The male desire to be desired shows no signs of tiring

In 1994 the UK PM was a dull, no-frills 1960s branch bank manager, called John Major – a name that evoked a dull, no-frills 1960s British car, the Morris Minor. A new railway tunnel had just opened, recklessly connecting Britain to France. The economy was only just beginning to ease out of a long, smothering recession caused by crushingly high interest rates introduced by the 1960s bank manager.

The age of male homosexual consent had just been reduced from 21 to 18 – but only to thwart an attempt at equalising it with the age of heterosexual consent of 16. Same sex lurving was still completely banned for members of the Armed Forces and Merchant Navy.

An untucked shirt (covering your arse and crotch) while clutching premium bottled lager was in vogue, middle class men pretended to like football in case anyone thought they were a poof, chain-smoking ciggies indoors was probably the nation’s favourite past-time, working out was a bizarre affliction, and the last, coked-up agonies of pop music, otherwise known as ‘Britpop’, ruled the charts and the tabloids.

Print was still king – only 600K people in the UK had internet access, and there wasn’t in fact a lot to access: only that year the Telegraph had become the first UK daily to publish some of its content online.
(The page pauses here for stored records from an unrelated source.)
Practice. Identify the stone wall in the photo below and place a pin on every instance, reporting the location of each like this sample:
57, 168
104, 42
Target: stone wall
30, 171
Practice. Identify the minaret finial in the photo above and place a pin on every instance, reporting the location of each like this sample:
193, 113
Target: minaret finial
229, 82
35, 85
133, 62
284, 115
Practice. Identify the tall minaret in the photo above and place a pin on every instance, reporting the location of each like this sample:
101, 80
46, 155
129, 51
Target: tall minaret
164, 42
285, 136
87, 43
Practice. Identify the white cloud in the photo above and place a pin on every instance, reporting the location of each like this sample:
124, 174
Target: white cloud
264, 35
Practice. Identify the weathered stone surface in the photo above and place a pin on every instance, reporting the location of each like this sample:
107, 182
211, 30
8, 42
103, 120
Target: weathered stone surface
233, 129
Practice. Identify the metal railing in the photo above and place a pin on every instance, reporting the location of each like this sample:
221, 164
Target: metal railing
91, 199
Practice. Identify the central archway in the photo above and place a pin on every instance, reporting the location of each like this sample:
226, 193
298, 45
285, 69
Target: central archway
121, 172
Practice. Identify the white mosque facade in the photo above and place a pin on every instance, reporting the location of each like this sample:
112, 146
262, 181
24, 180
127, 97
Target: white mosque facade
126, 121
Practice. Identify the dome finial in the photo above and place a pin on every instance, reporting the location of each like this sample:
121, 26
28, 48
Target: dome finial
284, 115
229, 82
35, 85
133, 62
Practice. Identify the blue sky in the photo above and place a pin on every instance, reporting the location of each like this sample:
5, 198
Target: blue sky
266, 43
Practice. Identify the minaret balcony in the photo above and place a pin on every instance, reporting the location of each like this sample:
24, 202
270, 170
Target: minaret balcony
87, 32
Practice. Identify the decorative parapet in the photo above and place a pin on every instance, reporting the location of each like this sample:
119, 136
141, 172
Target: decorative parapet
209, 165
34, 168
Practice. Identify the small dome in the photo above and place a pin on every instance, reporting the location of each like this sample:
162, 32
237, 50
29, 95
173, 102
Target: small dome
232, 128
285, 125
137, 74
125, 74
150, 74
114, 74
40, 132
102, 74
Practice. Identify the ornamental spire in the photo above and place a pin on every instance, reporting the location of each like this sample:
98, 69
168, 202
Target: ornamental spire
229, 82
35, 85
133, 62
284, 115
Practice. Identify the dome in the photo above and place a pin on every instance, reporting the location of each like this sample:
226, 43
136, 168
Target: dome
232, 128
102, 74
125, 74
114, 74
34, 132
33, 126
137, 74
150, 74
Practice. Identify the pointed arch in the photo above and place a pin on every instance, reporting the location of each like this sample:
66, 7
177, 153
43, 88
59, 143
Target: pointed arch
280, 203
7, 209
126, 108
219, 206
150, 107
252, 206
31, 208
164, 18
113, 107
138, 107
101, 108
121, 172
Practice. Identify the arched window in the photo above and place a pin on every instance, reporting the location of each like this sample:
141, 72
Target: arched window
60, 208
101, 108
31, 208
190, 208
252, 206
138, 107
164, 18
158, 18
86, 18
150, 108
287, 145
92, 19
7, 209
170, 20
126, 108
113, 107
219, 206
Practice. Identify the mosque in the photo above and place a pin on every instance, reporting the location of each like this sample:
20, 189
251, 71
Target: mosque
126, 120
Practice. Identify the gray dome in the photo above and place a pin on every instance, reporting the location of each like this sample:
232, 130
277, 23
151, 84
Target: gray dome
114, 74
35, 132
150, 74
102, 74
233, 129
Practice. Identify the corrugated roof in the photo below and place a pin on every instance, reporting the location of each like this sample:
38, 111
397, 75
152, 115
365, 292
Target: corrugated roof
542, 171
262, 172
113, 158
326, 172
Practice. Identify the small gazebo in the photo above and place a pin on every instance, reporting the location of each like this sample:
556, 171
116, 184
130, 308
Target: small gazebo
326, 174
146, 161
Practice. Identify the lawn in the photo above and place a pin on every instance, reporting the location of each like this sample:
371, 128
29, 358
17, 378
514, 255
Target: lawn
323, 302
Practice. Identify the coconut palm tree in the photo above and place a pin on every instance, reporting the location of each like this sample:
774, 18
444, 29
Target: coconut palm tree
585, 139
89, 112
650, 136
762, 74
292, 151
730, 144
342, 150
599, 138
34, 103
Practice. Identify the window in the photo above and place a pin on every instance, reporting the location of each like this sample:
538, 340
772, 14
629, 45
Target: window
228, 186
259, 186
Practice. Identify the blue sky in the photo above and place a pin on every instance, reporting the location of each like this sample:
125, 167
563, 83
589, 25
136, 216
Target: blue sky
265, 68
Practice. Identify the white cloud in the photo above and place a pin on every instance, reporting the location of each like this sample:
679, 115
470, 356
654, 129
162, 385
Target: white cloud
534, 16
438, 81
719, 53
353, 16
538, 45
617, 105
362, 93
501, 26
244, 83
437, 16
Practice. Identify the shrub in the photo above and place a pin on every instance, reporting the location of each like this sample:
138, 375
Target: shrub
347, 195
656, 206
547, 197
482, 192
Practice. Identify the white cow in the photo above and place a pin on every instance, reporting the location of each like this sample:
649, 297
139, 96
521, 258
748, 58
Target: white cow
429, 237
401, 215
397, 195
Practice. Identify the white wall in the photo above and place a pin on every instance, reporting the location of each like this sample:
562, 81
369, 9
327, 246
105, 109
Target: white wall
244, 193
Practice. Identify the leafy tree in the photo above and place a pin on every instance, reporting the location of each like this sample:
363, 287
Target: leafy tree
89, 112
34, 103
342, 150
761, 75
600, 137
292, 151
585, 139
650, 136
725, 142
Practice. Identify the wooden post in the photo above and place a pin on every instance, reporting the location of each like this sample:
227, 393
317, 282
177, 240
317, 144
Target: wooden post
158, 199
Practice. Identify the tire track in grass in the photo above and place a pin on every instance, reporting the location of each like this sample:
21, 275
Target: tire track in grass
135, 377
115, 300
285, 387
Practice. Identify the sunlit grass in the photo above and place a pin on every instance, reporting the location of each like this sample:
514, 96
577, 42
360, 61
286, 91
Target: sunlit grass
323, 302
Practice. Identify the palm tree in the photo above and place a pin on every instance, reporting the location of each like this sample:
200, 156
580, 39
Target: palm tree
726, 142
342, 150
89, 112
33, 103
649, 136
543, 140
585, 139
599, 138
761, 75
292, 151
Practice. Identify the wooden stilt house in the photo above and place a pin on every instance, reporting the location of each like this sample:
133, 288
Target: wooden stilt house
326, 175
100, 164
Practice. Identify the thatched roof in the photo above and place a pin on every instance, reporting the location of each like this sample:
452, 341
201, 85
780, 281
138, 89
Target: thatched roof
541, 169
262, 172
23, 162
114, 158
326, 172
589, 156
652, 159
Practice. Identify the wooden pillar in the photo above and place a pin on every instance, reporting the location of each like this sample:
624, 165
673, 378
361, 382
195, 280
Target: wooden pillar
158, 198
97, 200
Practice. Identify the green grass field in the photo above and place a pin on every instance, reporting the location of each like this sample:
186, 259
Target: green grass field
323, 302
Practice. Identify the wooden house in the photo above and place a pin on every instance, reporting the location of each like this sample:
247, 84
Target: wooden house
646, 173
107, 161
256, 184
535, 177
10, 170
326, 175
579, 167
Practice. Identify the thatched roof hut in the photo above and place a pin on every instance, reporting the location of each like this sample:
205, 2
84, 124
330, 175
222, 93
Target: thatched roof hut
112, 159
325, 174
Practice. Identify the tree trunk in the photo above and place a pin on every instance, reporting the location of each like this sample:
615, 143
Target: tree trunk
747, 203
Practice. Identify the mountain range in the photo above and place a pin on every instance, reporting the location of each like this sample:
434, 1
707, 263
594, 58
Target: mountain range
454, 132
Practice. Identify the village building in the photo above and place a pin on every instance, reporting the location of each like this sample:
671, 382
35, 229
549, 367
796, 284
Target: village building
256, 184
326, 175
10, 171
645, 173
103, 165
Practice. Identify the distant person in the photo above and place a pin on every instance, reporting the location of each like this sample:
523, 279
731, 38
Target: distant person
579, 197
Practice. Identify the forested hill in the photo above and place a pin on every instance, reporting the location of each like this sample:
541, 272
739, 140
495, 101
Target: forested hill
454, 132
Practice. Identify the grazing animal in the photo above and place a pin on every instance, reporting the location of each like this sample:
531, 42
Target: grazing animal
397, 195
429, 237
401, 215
Proper, physical, finger-staining newspapers, magazines, and even books were booming – blissfully unaware of the fate that awaited them. Magazines though were particularly ‘hot’ – the nineties were all about lusting after ‘lifestyles’.

Smartphones and social media were a sci-fi fantasy. There was no Netflix. There weren’t many TV stations either, in the pre-digital telly era. Hence prime-time TV and print advertising reached pretty much everyone – instead of being mostly a way to sell funeral insurance.

Proving every era contains the seeds of its destruction, 1994 was also the year that Harry Styles, Tom Daley, Adam Peaty, and Justin Bieber were born.

And the metrosexual. Who turned thirty last November. Anxiously checking in the mirror – or on his phone – that his Botox injections are still working.

My first book Male Impersonators: Men Performing Masculinity, about the effect that an increasingly mediated, consumerist world was having on men, and the role of homoeroticism and narcissism in that, had also been delivered earlier that year. To publicise it, I visited a men’s lifestyle exhibition at the Islington Business Centre in London in November, organised by men’s style mag GQ, called ‘It’s a Man’s World’, for the Independent newspaper.

I had seen the future, and it was moisturised. I wrote my report, Here Come the Mirror Men, in the mischievous style of my ‘It’s a Queer World’ columns for gayish men’s style magazine Attitude, launched in May of that year, the same month as straightish men’s lifestyle magazine Loaded, effectively its sister publication.

I used the word ‘metrosexual’ – its first appearance in print – as shorthand for some of the ideas I advanced in Male Impersonators (which was rather freighted with Freud). Or as I put it in the piece:

‘Metrosexual man contradicts the basic premise of traditional heterosexuality – that only women are looked at only men do the looking. Metrosexual man might prefer women, he might prefer men, but when all’s said and done nothing comes between him and his reflection.’

In the future that metrosexuality bestowed us, this might seem almost banal – constantly bombarded as we are with male-looked-at-ness, female gazing, and everyone forever fidgeting with those hi-tech compact mirrors called smartphones. But back in the 20th Century, many scoffed and scorned the notion that the ‘passive’ and ‘feminine’ pleasures of being looked at were being appropriated by men. Unless those men were, of course, not real men.

Likewise, in today’s era of loud and proud corporate Rainborg flaggery, many might be surprised by the way the It’s a Man’s World organiser, GQ publisher Peter Stuart found it necessary to tell me that “all the men will bring their girlfriends”.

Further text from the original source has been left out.